Masao Abe took the insights and energies of Hisamatsu, his mentor, and has translated them into decades of widely influential teach­ing in North America and Europe. Abe has been the principal agent in the formation of ongoing exchan­ges between Buddhists and Christians and Buddhists and Jews in the West. His rich knowledge of Western religious thought also enabled him to frame many of the key questions of such interchanges. Ives notes the importance of Abe’s stress upon the need for “active compassion,” although at the same time Ives suggests that Abe skimps on the importance of “justice.”

Hakugen Ichikawa (1902-1986), a figure introduced here by Ives for the first time, is prized by Ives not for theoretical profundity but for the fact that he writes “about ethical issues in greater historical detail.” And that detail involves a concrete critique—from within—­of the actual record, especially in the area of social ethics, of Zen in modern Japan. Ives brings forward twelve key points in Ichikawa’s analysis, many of which, he suggests, would repay any atten­tion given them by Buddhist practitioners in the West as well.

These books are both excellent and important. There is also, I think, a noteworthy level of urgency in them. They imply that, for a variety of reasons, any Buddhism that is “Western” or “American” cannot afford to assume it will have millenia or even centuries to come to clarity about ethical or social issues. Ives sees a danger of Western Buddhists hoping for a “trickle-down ethic,” one that will automatically come along in time if only practitioners get their own individual, personal lives straightened out. Kraft’s book takes in more of the variety of Asian contexts and situations faced by Buddhists from different sub-­traditions, but a similar theme comes through: concern for society and its concrete problems is not something that mayor can be shelved for now.

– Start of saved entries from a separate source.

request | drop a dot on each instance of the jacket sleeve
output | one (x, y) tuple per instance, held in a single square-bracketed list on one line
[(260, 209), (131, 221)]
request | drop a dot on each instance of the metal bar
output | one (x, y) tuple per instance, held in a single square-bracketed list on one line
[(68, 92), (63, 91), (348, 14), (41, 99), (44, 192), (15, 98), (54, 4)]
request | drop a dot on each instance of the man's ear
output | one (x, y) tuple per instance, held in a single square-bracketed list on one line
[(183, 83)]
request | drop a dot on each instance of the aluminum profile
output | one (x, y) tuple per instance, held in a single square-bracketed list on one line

Although there is considerable agreement within these two books, there is also diversity, even disagree­ment. If I were to choose one issue on which there could profitably be a much deeper debate it would be the problem of relation of the sangha to the state. No one could reasonably fault Robert Thurman for ignoring the need for Buddhists to be active and concrete in the social and political world. However, in his essay, “Tibet and the Monastic Army of Peace,” in the Kraft volume, he maintains the follow­ing: “The Tibetan ideal was the unity of dharma and state, dharma and society, dharma and life. This might at first trouble us because of the American principle of the separation of church and state.”

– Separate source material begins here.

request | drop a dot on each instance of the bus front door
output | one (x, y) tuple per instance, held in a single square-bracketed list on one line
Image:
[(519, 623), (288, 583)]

I confess to being one of the troubled here. And, if I read Ives rightly, the reason for worry need not spring only from the “Ameri­can” principle of separation (al­though I think it important) but also from some fairly sorry episodes in the history of Asia when it was assumed that the Dharma and the state had effective­ly fused. The case of what happen­ed in modern Japan is especially egregious, but the disease of religious “triumphalism”—with all the harms it can bring to others and reactions it can unleash against religion itself—is not one against which Buddhists anywhere can show they have been once and for all immunized. Especially in view of the trials foisted upon contem­porary Tibet, Thurman is surely right to insist that “whether or not a society accepts monasticism is a revealing litmus of that society.” But there is, I suggest, a difference between a society that accepts monasticism and one in which state and sangha have become one. The secular state, today under attack from so many, is one I find myself preferring.

Although not the only recent works urging forward the thinking of Western Buddhists about ethics and society, the books by Ives and Kraft are especially probing and rich. Kraft articulates things precisely when he writes that many today wish to explore in Buddhism “a creative tension between withdrawal and involvement, an underlying synonymity between work on oneself and work on behalf of others.”